El relato narrado en primera persona por su protagonista Martí Zurivia (Piernaslargas) a modo de memorias dictadas, nos sorprende por el habla coloquial, desenfadada e irónica más propia de actualidad que de finales del XVIII. Encontramos vocablos anacrónicos: “tronco”, “mariposón”; expresiones y comentarios sarcásticos: “viejo chocho”; “El único debate es saber si para sus súbditos es mejor que los gobierne un tonto del culo o un hijo de puta”; “La dignidad de un pueblo no se compra, pero llegaron a repartir dinero. Viva Carlos III mientras haya dinero”; “Los felpudos rojos eran demasiado civilizados. ¡El mundo nos iba a cortar el cuello y ellos preocupados por empolvarse la peluca!”. Recursos lingüísticos que le sirven al autor para acercar al lector a un escenario colmado de datos históricos rigurosamente documentados, donde todas las operaciones militares, los hechos y las escaramuzas sucedieron, y en las que Piñol consigue adentrarnos cómodamente.
Cabe señalar también la maestría con la que Piñol mezcla de personajes históricos con los de ficción. Personajes reales como el brillante ingeniero, el marqués de Vauban, el propio Martí Zuviría que sirvió al gran general Villarroel, o el cuestionado Rafael de Casanova, conviven en armonía con otros personajes apicarados como el pequeño Anfant, el enano Nan, o la meretriz Amelis conformando un perfecto maridaje donde los verdaderos  parecen salidos del  imaginario del autor y los ficticios, tan sólidos y emocionantes, de la vida misma.
Pero si algo destaca en Victus es su estilo. Sánchez Piñol se las ingenia para seducir al lector con una escritura natural, honesta, directa y desatada que hace avanzar la lectura de forma ágil y sencilla creando un relato adictivo trufado de elementos sugestivos:

“Si el hombre es el único ser que posee una mente geométrica y racional, ¿por qué los indefensos combaten al poderoso y bien armado? ¿Por qué los pocos se oponen a los muchos y los pequeños resisten a los grandes? Yo lo sé. Por una palabra”. (13).

Más adelante:

“Lo que digo: la guerra es el fuego que hace hervir la olla, impulsa el vapor atávico y levanta esa ligera, insegura tapa llamada civilización. Rosseau tenía razón: lo salvaje no está fuera, sino debajo; el salvaje no se halla en las latitudes exóticas, sino en nuestro interior más recóndito. Den una excusa a ese salvaje, a ese mal salvaje, y saldrá a la luz, derrumbando lo civilizado como una bala de cañón un tabique” (410).
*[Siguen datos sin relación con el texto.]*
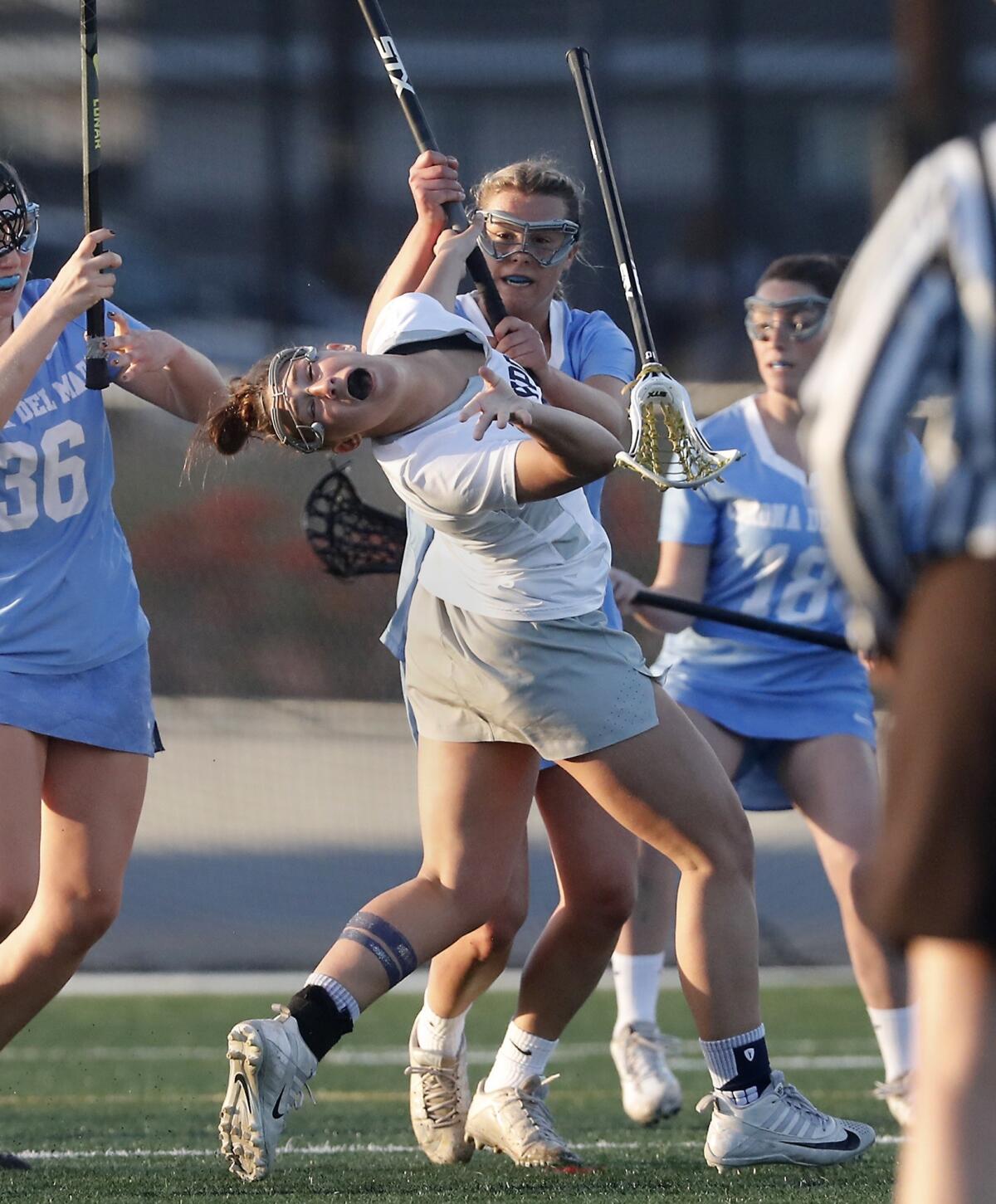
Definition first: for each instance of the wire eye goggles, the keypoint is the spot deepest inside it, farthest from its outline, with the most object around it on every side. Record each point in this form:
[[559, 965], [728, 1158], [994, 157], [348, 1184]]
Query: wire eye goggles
[[18, 226], [800, 318], [548, 242], [282, 414]]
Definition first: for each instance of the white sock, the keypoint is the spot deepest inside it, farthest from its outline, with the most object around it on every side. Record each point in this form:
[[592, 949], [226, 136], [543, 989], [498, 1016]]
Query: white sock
[[440, 1035], [336, 992], [522, 1056], [637, 985], [895, 1031]]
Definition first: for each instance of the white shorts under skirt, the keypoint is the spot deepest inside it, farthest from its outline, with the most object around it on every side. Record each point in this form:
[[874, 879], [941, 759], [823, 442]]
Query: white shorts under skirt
[[565, 686]]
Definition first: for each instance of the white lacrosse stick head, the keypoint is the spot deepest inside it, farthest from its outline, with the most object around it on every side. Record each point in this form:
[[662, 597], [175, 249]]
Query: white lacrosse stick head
[[666, 447]]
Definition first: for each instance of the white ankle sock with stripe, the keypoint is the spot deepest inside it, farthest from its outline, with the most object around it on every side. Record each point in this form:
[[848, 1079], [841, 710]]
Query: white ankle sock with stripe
[[440, 1035], [336, 992], [895, 1030], [522, 1056], [636, 977]]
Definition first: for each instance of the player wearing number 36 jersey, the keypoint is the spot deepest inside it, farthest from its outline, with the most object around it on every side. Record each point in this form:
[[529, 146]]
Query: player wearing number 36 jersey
[[76, 720]]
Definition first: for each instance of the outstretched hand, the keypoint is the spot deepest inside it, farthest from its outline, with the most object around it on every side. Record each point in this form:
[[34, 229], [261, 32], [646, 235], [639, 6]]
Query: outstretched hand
[[133, 353], [496, 403]]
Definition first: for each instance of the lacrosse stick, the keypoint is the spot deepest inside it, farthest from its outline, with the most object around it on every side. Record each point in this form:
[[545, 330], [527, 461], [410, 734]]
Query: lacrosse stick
[[98, 376], [662, 419], [349, 537], [735, 619], [414, 115]]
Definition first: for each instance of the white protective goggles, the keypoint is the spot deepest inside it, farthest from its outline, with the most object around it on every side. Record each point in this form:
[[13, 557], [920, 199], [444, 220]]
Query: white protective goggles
[[282, 414], [19, 226], [801, 318], [548, 242]]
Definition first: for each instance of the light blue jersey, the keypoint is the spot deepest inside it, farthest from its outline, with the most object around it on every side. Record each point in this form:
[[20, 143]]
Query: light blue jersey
[[67, 595], [582, 344], [769, 560]]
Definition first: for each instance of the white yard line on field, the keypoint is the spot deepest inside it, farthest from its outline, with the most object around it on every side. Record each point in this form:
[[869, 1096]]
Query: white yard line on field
[[285, 982], [326, 1150]]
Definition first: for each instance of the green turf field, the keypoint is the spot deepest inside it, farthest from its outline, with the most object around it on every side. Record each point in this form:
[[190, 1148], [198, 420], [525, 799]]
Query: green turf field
[[120, 1099]]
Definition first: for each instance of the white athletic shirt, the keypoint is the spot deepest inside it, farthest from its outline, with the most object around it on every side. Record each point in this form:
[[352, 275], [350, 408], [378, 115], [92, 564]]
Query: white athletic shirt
[[491, 555]]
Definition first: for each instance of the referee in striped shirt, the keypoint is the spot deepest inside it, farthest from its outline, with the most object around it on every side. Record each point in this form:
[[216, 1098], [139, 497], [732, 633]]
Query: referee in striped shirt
[[915, 318]]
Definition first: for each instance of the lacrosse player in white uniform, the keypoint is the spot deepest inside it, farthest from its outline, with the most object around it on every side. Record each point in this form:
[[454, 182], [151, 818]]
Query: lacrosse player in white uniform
[[582, 362], [509, 657]]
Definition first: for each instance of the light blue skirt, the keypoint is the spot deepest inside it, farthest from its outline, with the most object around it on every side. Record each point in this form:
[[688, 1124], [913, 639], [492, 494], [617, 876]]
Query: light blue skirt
[[109, 706]]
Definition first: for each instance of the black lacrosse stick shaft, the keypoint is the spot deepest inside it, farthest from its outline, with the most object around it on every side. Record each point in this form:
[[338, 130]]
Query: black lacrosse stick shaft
[[98, 376], [735, 619], [579, 61], [414, 115]]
El estilo trepidante y salpicado de humor despierta y excita el interés del lector desde la primera página hasta el final. El lenguaje limpio sin excesos innecesarios ni pirotecnia gongorina se ajusta a su prosa pragmática y despreocupada:

Me iban a matar, No, peor; codos y rodillas me transportaban hacia una negrura más infeliz que la muerte. Y todo por un viejo encorvado, un enano deforme, un niño cafre y una puta morena. Ya que los poetas no se atreven lo diré yo. El amor es una mierda (492).
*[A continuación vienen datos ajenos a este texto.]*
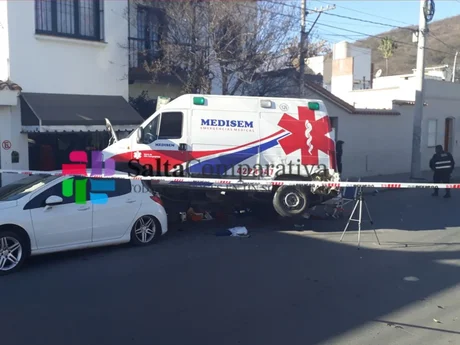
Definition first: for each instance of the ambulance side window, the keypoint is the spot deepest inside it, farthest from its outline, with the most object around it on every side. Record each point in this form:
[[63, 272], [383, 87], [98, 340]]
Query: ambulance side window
[[151, 131], [171, 125]]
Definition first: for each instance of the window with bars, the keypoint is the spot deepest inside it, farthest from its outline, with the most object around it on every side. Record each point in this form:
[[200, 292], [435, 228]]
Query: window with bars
[[145, 47], [70, 18]]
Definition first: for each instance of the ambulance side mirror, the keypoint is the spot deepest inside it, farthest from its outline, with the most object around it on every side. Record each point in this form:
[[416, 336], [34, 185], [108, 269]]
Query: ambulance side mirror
[[139, 134]]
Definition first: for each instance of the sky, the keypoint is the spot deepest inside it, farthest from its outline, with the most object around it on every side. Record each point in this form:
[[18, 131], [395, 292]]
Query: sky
[[393, 13]]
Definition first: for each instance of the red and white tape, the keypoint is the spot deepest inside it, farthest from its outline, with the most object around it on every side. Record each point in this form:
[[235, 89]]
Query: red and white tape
[[237, 182]]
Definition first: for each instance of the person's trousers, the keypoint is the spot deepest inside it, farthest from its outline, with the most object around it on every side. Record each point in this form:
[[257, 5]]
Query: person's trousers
[[441, 177]]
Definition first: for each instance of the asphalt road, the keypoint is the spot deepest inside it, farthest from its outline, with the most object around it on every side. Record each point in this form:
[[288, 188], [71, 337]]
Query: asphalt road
[[276, 287]]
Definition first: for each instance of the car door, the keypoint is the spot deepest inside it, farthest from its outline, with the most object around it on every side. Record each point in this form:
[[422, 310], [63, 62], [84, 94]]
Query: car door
[[164, 143], [114, 217], [64, 224]]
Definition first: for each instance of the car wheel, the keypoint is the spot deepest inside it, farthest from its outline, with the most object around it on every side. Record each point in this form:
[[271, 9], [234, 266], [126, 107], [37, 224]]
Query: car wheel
[[146, 230], [12, 252], [290, 201]]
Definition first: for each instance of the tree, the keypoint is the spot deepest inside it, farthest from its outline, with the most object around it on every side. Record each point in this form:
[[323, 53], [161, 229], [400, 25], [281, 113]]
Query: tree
[[387, 47], [282, 78], [225, 43]]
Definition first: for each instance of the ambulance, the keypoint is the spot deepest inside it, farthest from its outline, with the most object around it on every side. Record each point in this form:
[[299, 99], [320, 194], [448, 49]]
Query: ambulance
[[237, 138]]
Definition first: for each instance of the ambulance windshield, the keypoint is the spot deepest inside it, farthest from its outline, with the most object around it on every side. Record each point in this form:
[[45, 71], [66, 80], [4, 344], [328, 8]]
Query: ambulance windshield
[[150, 132]]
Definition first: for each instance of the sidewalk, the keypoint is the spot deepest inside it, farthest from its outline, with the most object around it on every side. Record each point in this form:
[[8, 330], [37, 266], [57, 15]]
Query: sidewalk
[[427, 177]]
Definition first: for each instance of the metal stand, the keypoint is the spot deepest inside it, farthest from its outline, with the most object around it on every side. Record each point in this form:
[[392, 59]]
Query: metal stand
[[359, 202]]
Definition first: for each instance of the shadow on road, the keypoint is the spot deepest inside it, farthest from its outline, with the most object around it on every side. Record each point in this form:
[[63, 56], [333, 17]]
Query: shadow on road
[[276, 287]]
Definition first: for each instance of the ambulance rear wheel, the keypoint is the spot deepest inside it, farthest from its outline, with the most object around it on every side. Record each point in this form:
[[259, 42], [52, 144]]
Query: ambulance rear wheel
[[290, 201]]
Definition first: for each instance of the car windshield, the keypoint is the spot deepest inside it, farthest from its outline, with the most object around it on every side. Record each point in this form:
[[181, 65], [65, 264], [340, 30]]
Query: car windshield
[[20, 188]]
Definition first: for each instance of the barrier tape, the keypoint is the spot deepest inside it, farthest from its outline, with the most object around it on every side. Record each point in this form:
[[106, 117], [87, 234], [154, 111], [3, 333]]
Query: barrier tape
[[190, 180]]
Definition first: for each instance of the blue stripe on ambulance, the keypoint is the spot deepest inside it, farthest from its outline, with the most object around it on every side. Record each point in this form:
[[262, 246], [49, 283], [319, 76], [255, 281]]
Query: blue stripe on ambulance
[[232, 159]]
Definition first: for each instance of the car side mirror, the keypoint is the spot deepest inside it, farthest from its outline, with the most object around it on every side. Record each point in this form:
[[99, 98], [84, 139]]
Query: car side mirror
[[53, 200]]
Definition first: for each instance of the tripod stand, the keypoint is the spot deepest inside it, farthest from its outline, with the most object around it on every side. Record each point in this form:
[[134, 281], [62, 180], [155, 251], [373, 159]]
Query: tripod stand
[[359, 202]]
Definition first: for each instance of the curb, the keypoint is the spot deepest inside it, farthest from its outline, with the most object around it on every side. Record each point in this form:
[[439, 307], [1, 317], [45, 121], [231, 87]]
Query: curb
[[455, 179]]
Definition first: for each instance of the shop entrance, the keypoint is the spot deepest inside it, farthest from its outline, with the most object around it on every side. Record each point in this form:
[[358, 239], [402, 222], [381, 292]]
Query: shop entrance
[[48, 151]]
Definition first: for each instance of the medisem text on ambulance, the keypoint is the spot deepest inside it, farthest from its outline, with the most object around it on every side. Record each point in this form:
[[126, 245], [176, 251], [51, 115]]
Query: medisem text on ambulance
[[165, 168]]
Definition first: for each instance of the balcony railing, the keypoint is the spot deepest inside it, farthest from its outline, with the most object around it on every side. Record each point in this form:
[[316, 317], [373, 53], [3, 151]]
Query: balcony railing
[[143, 51]]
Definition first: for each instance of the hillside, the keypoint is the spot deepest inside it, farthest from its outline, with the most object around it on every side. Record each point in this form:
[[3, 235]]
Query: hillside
[[404, 58]]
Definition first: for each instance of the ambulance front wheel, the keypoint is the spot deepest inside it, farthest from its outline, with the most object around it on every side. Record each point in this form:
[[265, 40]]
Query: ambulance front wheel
[[290, 201]]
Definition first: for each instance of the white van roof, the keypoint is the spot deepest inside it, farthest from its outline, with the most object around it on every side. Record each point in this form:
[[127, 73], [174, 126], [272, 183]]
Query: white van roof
[[231, 102]]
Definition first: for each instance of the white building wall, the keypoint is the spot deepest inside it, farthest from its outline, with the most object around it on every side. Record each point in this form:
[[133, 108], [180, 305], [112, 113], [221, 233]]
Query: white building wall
[[4, 42], [374, 144], [10, 129], [442, 101], [61, 65], [321, 65]]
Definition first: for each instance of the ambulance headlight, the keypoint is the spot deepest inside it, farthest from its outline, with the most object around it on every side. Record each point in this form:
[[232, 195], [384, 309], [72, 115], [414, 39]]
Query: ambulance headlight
[[265, 103], [313, 105], [199, 101]]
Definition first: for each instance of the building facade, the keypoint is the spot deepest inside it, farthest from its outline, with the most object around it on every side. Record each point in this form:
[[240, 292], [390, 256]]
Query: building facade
[[64, 68]]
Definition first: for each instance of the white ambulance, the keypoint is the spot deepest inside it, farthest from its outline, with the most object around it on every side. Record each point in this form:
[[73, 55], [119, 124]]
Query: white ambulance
[[236, 137]]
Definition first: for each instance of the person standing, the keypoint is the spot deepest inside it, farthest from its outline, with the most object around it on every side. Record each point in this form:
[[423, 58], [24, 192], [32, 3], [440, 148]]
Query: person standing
[[339, 152], [442, 163]]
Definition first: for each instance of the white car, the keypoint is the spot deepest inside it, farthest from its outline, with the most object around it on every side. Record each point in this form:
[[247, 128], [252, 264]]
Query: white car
[[41, 214]]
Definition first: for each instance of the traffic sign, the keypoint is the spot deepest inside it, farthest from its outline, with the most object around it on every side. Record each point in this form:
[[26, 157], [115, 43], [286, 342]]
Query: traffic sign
[[6, 144]]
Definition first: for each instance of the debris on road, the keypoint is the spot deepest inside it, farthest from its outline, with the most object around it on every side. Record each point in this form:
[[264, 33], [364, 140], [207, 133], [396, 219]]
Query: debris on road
[[239, 231]]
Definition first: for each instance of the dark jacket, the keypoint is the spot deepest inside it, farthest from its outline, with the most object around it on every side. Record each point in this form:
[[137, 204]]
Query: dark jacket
[[442, 162]]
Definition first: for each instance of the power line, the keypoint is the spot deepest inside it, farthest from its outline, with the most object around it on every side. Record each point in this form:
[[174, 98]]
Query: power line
[[348, 17], [336, 27], [378, 36], [368, 14], [444, 43], [369, 21]]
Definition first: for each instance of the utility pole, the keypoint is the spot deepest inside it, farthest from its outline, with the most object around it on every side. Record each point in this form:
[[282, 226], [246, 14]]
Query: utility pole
[[303, 38], [454, 68], [426, 15]]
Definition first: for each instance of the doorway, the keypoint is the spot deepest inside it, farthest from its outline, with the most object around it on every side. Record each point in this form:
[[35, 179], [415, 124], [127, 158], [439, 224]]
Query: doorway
[[334, 121], [449, 134]]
En definitiva, Victus es una excelente novela, enérgicamente escrita, exquisitamente ambientada, con un ritmo narrativo ágil y fuerza estilística, que no deja indiferente. Si deciden leer Victus háganlo sin prejuicios políticos ni partidistas y saboreen sus valores literarios que los tiene. Les garantizo momentos divertidos, con carcajada incluida pero también episodios conmovedores, emotivos y ásperos, todos ellos ataviados con un vasto conocimiento sobre ingeniería militar que fascina. Victus es una perspicaz fusión de componentes que avivan el relato página tras página hacia el final, dando la satisfacción a lector de haber dedicado su tiempo –que siempre es valioso- a un libro que merece la pena. Lean bajo esta luz la novela ¡Entréguense a Victus! No les defraudará.